四周頓時爆發出一陣起哄聲,都在跟著他喊,一聲比一聲高。
謝硯卿一手攬住溫蕊的纖腰,微微用力收緊,讓她靠自己近了幾分,另一只手扣住她的后腦勺,在她唇上輕啄了幾下。
底下的歡呼聲不斷,池嘉言看的賊激動,一張臉漲得通紅,他鼓掌鼓的最用力,手都被他拍紅了。
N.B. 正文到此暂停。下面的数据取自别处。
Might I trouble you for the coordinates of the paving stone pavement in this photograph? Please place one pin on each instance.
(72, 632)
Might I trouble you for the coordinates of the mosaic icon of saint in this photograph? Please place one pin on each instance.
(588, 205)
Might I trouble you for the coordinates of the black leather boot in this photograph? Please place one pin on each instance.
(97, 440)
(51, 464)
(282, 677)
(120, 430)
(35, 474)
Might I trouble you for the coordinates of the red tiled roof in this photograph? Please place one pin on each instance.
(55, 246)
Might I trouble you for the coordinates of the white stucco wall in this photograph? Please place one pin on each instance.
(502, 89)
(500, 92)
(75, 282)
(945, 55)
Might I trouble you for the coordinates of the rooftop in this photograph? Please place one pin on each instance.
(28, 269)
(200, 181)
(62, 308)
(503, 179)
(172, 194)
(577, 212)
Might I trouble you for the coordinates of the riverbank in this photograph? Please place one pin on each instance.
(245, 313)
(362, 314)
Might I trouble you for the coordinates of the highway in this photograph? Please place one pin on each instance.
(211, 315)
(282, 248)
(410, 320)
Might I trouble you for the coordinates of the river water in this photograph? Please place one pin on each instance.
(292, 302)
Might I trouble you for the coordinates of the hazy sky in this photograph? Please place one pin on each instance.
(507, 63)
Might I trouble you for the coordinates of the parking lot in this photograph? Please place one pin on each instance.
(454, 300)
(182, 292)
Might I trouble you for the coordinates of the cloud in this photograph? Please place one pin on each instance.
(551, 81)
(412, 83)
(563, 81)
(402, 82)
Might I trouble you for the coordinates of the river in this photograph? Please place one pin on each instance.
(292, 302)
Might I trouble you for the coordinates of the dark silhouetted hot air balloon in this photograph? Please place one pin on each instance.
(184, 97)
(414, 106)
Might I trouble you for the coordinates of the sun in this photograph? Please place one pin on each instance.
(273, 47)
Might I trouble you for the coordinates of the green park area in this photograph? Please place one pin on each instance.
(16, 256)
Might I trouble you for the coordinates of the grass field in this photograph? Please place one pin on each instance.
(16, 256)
季潯淵搖了搖酒杯,挑眉看向他,又不是他接吻,也不知道這二傻子瞎激動什麼?
兩人敬酒的時候,別人也不敢太為難,大多都是意思意思,謝景輝松了口氣,不然他鐵定被他二叔點名拉去擋酒了。
回到主桌,溫蕊吃飯的過程中,去了一趟衛生間。
出來后,洗手池旁站著一個女人在洗手,標準的瓜子臉,金色的大波浪卷披在肩上,烈焰紅唇,穿了件一字肩香檳色的魚尾裙,旁邊放著一個白色手包。
見溫蕊出來了,她烘干手,聲音柔柔的:“溫小姐!”
“這位小姐,有事?”溫蕊揚了揚眉,隨后擰開水龍頭。
“溫小姐不認識我嗎?”那女人脊背挺的很直,眸子里含笑,只不過笑意未達眼底。
溫蕊沒理她,慢條斯理的涂好洗手液,用清水沖掉,烘干后,才轉身輕飄飄的問了一句:“我應該認識你嗎?”
“也是,看我這個記性,我常年在國外進修,溫小姐不認識我也在情理之中。”女人懊惱的拍了拍腦袋,把額前的一縷碎發撥到耳后。
隨后聲音淡雅的開口:“我先自我介紹一下,我是劉家的千金劉佳佳,是一名小有聲譽的畫家。”
她頓了頓又說:“曾經教過糖糖一段時間畫畫,小姑娘皮,是硯卿親自去請我的。”
“硯卿?”溫蕊撩了撩眼皮,細細品味著。
“溫小姐不會介意吧?我叫了這麼多年,一時改不過口來。”劉佳佳聲音淡淡的,臉上掛著一抹得體的淺笑。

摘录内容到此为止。